OBJECTIVE: This systematic review aims to (1) identify effective digital interventions, (2) report the characteristics of promising interventions, and (3) describe the user's experience of the digital intervention.
METHODS: A total of 4 databases were searched (Excerpta Medica Database [EMBASE], PsycINFO, Medical Literature Analysis and Retrieval System Online [MEDLINE], and the Cochrane Library) between January 2014 and January 2019. The inclusion criteria for studies were as follows: (1) children aged between 5 and 12 years, (2) interventions for behavior change, (3) randomized controlled trials, (4) digital interventions, and (5) chronic health conditions. Two researchers independently double reviewed papers to assess eligibility, extract data, and assess quality.

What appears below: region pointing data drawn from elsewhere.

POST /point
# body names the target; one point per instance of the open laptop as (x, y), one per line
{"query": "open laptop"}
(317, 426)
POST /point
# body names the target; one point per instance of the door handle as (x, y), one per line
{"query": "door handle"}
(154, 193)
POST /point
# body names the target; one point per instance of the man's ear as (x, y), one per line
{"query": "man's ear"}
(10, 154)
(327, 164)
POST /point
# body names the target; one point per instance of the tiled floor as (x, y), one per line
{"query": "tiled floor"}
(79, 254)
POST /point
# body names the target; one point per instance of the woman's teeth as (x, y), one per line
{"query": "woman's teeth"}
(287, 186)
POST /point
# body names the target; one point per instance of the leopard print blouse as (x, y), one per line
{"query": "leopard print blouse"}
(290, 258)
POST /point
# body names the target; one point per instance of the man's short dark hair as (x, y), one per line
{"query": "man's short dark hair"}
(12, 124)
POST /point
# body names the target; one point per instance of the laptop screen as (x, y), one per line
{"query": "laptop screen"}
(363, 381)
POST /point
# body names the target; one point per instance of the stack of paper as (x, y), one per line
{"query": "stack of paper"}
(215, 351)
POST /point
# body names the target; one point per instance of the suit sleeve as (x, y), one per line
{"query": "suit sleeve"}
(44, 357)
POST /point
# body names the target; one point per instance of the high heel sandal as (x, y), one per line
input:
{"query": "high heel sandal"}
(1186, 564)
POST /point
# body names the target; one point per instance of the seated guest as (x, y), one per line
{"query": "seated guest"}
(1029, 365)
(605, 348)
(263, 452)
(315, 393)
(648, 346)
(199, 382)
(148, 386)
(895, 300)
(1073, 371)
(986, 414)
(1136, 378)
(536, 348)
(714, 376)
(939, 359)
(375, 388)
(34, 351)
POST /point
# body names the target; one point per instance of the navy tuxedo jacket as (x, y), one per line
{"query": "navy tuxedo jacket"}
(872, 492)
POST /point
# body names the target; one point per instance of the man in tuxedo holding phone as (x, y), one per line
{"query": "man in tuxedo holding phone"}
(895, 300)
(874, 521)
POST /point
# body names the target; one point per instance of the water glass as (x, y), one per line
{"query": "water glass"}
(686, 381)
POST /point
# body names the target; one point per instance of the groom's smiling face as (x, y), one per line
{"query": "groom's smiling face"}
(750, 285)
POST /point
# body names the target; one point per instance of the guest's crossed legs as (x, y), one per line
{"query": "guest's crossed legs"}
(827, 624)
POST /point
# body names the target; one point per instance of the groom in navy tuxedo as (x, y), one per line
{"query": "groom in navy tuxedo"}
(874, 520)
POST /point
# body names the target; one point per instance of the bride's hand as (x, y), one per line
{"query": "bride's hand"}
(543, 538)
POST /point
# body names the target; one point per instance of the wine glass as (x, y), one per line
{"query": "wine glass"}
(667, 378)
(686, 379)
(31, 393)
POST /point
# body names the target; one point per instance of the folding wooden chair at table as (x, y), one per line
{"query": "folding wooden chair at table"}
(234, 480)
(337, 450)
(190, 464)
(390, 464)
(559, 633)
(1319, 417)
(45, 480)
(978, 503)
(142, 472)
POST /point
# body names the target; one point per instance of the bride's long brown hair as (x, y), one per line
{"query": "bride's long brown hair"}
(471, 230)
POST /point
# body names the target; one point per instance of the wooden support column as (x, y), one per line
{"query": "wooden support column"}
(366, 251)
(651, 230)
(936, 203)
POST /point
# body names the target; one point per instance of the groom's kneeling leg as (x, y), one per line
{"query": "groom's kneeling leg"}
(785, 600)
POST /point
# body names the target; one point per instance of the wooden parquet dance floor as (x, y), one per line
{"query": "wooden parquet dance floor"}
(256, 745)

RESULTS: Searches run in the databases identified 2643 papers. We identified 17 eligible interventions. The most promising interventions (having a beneficial effect and low risk of bias) were 3 targeting overweight or obesity, using exergaming or social media, and 2 for anxiety, using web-based cognitive behavioral therapy (CBT). Characteristics of promising interventions included gaming features, therapist support, and parental involvement. Most were purely behavioral interventions (rather than CBT or third wave), typically using the behavior change techniques (BCTs) feedback and monitoring, shaping knowledge, repetition and substitution, and reward. Three papers included qualitative data on the user's experience. We developed the following themes: parental involvement, connection with a health professional is important for engagement, technological affordances and barriers, and child-centered design.
CONCLUSIONS: Of the 17 eligible interventions, digital interventions for anxiety and overweight or obesity had the greatest promise. Using qualitative methods during digital intervention development and evaluation may lead to more meaningful, usable, feasible, and engaging interventions, especially for this underresearched younger population. The following characteristics could be considered when developing digital interventions for younger children: involvement of parents, gaming features, additional therapist support, behavioral (rather than cognitive) approaches, and particular BCTs (feedback and monitoring, shaping knowledge, repetition and substitution, and reward). This review suggests a model for improving the conceptualization and reporting of behavioral interventions involving children and parents.